Emergency FAQs

What is Considered a Dental Emergency?

Dental emergencies can cause a lot of pain, discomfort, swelling, and even lead to more significant issues down the road. But what is considered a true dental emergency?

A true dental emergency involves any dental problem with the potential to be life threatening. This includes: uncontrollable bleeding, acute dental infections and associated severe pain, trauma to the mouth/teeth and knocked out adult teeth**. Anyone experiencing any of these symptoms should seek emergency help immediately. If you are experiencing any difficulty breathing or swelling of the throat that inhibits swallowing you should call 911 and seek immediate help.

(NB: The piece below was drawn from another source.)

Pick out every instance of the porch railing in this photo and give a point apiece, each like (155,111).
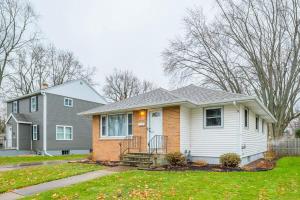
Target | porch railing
(158,144)
(130,143)
(8,143)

There are also urgent dental concerns that require treatment as soon as possible to address the issue, however, these issues typically can be addressed during normal business hours. Urgent dental concerns include, but are not limited to:

  • Toothache (mild to moderate discomfort managed with OTC pain medication)
  • Cracked/chipped teeth
  • Trauma to the tooth that exposes the nerve
  • Wisdom tooth pain
  • Localized gum pain/swelling
  • Lost or broken crown

**If your adult tooth has been knocked out/avulsed (entire tooth and root), please contact the on-call dentist immediately and follow the following steps:

  • Pick up tooth by the crown only (chewing part of the tooth), avoid touching the root.
  • Gently rinse the tooth with water or milk to remove any debris, no soap is needed,
  • Gently place the tooth back into the socket root first Hold your tooth by the crown to avoid touching the root.
    • If you are unable to reinsert your tooth, keep the tooth as moist as possible. Place the tooth in a glass of milk, your cheek (saliva helps keep the tooth moist), or saline solution. Avoid placing the tooth In a glass of water.
  • Bite on a napkin, gauze or cloth to help hold tooth in place.